Uma das maiores promessas da nova geração holandesa, Frenkie de Jong foi vendido pelo Ajax na janela de janeiro e chegará ao Barcelona em julho de 2019, o valor da transação foi de 75 milhões de euros pelo jovem meia de 21 anos. Mas o que de Jong tem de tão especial, que faz um dos maiores clubes do mundo gastar tamanho montante de dinheiro em sua compra e como pode se encaixar no Camp Nou? E o que de Jong tem de relação com a minha visão do futuro do futebol?

O JOGADOR-TOTAL FRENKIE DE JONG:

O jovem holandês vem atuando nas últimas temporadas pelo Ajax, um clube que tem uma maneira peculiar de entender e praticar o jogo, que inclusive compartilha raízes com o Barcelona, por Cruyff e outros personagens ao longo da história e isso com certeza é uma chave para o desenvolvimento do jogador no cenário europeu e pode facilitar muito sua transição ao Camp Nou.

Polivalente
O jogador tem uma incrível facilidade de adaptação a diferentes posições em campo, é completo em muitas características do jogo. Em um 4–3–3, de Jong costumar atuar como “interior”, “8”, “meio-campista”, pode atuar ainda como “pivote”, “6”, volante(posição que hoje ocupa Busquets), ou ainda como zagueiro.

Ações com bola
Frenkie tem uma qualidade absurda no perfilamento corporal ou “orientação corporal”, ou seja, em como se posiciona por exemplo, para receber um passe e continuar a jogada, um dos aspectos básicos do futebol e subavalido. Um bom perfilamente corporal, ajuda o jogador a poder “escanear” o campo melhor, recolher mais informações de estímulos, principalmente visuais e tomar a melhor decisão para a situação. Além disso, de Jong também realiza muito a ação de girar o pescoço para observar a área ao seu redor antes de receber a bola, e assim já sabe o que fará com ela quando chegar em seus pés o que facilita suas ações, aliadas ao domínio técnico do passe em seus mais variados tipos, com a parte de dentro do pé, de fora, de chapa…e nas três distâncias: curtos, médios e longos.

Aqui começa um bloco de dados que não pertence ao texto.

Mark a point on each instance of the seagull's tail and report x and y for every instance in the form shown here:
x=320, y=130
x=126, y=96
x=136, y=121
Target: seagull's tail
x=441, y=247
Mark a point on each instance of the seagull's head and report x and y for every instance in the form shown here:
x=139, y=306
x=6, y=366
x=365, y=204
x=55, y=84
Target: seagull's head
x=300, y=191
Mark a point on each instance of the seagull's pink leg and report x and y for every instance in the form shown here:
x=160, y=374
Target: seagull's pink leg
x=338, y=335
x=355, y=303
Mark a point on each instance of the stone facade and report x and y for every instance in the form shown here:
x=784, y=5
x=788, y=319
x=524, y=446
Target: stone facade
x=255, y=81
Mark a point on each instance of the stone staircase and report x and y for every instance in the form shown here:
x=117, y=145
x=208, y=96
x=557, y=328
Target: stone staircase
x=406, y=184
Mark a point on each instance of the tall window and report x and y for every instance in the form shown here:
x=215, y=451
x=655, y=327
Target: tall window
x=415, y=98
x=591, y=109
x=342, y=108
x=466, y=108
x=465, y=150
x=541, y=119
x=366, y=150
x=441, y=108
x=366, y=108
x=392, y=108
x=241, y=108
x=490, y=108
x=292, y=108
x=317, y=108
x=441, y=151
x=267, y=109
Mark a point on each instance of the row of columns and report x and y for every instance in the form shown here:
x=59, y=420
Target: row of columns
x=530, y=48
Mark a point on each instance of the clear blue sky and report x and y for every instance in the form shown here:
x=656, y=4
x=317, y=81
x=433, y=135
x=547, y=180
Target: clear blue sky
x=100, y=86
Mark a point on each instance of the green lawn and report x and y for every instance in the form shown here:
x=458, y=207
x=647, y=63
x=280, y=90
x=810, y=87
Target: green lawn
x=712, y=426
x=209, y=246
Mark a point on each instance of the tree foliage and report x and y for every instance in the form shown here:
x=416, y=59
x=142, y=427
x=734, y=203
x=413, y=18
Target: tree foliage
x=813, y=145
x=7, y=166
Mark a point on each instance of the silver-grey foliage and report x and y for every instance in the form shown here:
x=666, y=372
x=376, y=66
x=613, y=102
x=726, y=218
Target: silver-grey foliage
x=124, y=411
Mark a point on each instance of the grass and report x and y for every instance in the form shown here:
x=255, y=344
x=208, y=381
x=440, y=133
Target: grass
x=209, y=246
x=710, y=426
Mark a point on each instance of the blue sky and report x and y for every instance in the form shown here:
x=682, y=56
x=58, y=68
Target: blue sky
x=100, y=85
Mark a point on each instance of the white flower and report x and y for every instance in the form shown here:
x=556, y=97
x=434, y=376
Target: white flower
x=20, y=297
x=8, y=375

Duas das qualidades que fazem o jogador se destacar são: Condução com a bola e dribles. O jogador busca estar sempre envolvido com o jogo e se sente confortável sob pressão, dessa forma, além de utilizar o corpo para realizar boas proteções da bola, consegue progredir no campo realizando dribles de corpo e mudando a direção da jogada, bem como com conduções, onde explora espaços abertos, e conduz para atrair algum oponente e assim também liberar outro companheiro.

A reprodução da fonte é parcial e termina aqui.